1Password also offers two-factor authentication, but its onboarding process gives it a superior security advantage over LastPass.
For LastPass, you only need one master password to create your vault and access it on all platforms. With 1Password, you use a master password to access your vault on all platforms, but during setup you will need that master password plus a security key. 1Password also increases privacy by offering a convenient QR code configuration option so you don’t risk exposing that key through handwriting. On Mac, you can use Touch ID to unlock 1Password, and on iOS devices you can also use Face ID.
1Password’s Watchtower feature adds another inch to its narrow competitive advantage. Watchtower regularly scans the dark web for any appearance of your unique credentials, and alerts you if it finds your information out of your pocket. LastPass offers a similar feature called Dark Web Monitoring. While we’re excited to get a closer comparison of the two features in the future, the difference for now seems to be that Watchtower allows you to select which sections of its vault you want to check. This ability to create bulkheads within the account could give you more control over the flow of data between your manager and your credentials.

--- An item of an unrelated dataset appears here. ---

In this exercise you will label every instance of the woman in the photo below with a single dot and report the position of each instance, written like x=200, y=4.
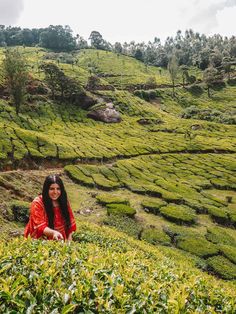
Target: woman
x=51, y=216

While some may point out thatmakes it a less safe bet, I’d say it’s a shortsighted argument: there is always a strong correlation between the popularity of any security tool and the length of its bug history sheet. There are three most important factors to weigh: the damage incurred by the infringement, the company’s error prevention and elimination process, and the company’s transparency.
While LastPass has competently addressed these factors in its own way, LastPass returned to the limelight in February asattached to the LastPass Android app.
1Password wins for me on this, for now, because it seems to have gone further than LastPass in the depth and content of its third-party audits, and because the same organization was found to have no web crawlers.
None of the managers proudly enjoy the distinction of being open source, like BitWarden, which is quick to take over from– but 1Password seems to strive for maximum transparency. And that’s a move worthy of the crown.
We hope to see who ends up with that crown in our next reviews, but for now, the competition between 1Password and LastPass is too close to end, and that should concern LastPass regardless of the outcome.